Laura Gil leaves the Foreign Ministry due to alleged bad relations with Álvaro Leyva; she will now be ambassador in Vienna

politics

Gil will not continue as Vice Minister of Multilateral Affairs. In the midst of the commotion, there is talk of differences that she had with the chancellor.

14/3/2023

In the last few hours, the Colombian Foreign Ministry reported a high-level change in the Ministry of Foreign Affairs. The Vice Chancellor for Multilateral Affairs Laura Gil will leave that position, and as reported by this means, she will become ambassador in Vienna.

In his replacement will be Elizabeth Taylor Jay, a biologist with a master’s degree in protection of the marine environment, former Colombian ambassador in Kenya and co-agent in the case of Colombia once morest Nicaragua for more than 200 nautical miles of continental shelf.

SEMANA learned that Gil’s departure was due to differences he had in recent weeks with Foreign Minister Álvaro Leyva.

The revolt in the Foreign Ministry also occurred when Leyva was accused in the last hours by the sociologist Sara Tufano of supposedly “falling in” for younger women under the “pretext of getting them a job.” Leyva responded to SEMANA that this is “crazy” and that “whoever affirms, proves in law.” “There are the officials of the Foreign Ministry to say so,” he said.

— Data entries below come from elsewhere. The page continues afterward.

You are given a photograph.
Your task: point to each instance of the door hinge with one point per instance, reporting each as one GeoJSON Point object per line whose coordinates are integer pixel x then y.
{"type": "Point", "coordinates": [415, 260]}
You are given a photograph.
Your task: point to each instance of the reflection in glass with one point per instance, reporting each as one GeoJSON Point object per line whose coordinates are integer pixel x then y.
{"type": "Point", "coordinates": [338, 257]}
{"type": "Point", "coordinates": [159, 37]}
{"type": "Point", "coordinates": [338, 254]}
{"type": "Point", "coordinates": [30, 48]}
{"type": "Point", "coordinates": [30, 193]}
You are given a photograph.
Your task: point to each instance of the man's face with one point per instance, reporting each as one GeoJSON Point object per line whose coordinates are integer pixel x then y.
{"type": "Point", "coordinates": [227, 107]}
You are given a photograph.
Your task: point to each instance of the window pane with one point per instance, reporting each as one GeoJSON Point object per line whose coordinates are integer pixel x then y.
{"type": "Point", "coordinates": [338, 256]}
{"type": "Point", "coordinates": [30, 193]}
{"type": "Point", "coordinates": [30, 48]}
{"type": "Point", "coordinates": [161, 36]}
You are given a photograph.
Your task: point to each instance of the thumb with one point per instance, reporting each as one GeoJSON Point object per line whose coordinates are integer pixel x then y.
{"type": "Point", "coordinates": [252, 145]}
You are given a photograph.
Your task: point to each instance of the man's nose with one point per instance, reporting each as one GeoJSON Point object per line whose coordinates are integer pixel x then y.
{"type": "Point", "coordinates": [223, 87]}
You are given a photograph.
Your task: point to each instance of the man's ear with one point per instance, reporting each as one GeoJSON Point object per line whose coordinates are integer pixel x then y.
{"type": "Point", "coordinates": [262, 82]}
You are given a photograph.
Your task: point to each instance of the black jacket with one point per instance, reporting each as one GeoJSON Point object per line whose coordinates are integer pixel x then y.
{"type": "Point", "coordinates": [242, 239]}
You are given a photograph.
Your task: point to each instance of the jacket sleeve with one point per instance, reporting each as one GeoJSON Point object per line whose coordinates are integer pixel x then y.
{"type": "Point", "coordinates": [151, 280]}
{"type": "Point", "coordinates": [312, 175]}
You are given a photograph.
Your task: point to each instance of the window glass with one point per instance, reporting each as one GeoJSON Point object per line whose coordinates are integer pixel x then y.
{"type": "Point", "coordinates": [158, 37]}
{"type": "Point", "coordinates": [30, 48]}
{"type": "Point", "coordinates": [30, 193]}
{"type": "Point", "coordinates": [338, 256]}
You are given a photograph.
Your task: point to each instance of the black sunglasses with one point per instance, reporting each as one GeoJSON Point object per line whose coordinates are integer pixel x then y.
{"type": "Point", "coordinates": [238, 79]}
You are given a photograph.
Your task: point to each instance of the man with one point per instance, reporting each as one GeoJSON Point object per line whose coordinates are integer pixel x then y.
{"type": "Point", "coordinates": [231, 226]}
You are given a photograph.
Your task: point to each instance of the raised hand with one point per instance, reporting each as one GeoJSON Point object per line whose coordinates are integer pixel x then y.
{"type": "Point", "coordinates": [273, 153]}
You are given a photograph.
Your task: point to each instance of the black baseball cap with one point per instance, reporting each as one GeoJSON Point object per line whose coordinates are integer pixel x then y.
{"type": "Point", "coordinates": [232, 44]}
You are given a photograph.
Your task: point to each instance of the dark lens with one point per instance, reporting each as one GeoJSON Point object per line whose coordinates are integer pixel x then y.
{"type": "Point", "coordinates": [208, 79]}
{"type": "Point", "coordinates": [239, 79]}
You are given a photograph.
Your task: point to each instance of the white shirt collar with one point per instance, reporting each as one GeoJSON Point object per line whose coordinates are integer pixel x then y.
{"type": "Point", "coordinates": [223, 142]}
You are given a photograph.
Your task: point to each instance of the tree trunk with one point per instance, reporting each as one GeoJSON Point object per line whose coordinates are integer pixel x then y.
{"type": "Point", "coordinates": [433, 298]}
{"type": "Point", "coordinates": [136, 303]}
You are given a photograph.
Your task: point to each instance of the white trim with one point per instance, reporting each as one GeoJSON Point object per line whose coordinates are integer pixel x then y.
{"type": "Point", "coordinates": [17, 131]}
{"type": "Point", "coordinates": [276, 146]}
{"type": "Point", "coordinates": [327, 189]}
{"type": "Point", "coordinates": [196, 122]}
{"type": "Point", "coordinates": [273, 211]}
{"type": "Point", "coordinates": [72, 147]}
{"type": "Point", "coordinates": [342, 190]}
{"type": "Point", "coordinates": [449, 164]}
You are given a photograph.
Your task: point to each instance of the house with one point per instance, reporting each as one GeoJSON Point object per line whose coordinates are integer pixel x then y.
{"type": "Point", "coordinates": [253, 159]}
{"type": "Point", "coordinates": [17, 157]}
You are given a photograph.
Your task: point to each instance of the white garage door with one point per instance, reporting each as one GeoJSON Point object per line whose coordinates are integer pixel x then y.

Through a statement, the Foreign Ministry reported the change of Gil for Taylor. They reported that the former vice minister will fulfill a “strategic mission for Colombia abroad.”

In the document They thanked Gil for his “contribution to gender policies, commitment and work done over the months.”

In recent days, Gil had presented a strong speech before the United Nations Organization (UN) in which he requested the decriminalization of the coca leaf.

It happened in the framework of the general debate of the 66th session of the United Nations Commission on Narcotic Drugs, in which the former vice minister requested that the coca leaf be removed from the list of prohibited substances in the world.

During his speech, Gil affirmed that “locating the coca leaf on the list of controlled substances of the Single Convention of 1961 constituted a historical error once morest the indigenous peoples of the Andes. The plant is not the problem, the plant is part of our history and our traditions”.

The former vice minister took advantage of the public attention to call on the participants, with the aim of thoroughly reviewing the classification of the plant and decriminalizing it.

“In Colombia, the country that has most strictly followed the prohibitionist model of the war once morest drugs, only in this millennium more than two million hectares have been fumigated with crops for illicit use; More than one million hectares have been manually eradicated, more than 70,000 infrastructures and laboratories have been detected and destroyed to produce cocaine and heroin; Almost six (6) thousand tons of cocaine destined for the main markets in North America and Europe have been seized. Even so, we see historic increases in cocaine flows, which leave my country plunged into violence,” said the official.

In the case of the new vice minister Taylor, who will replace Gil, she was also director of Marine, Coastal Affairs and Aquatic Resources of the Ministry of Environment and Sustainable Development; she has been a teacher, academic coordinator and consultant. From his roles, he has worked in coordination with different multilateral organizations within the international environmental agreements signed by Colombia.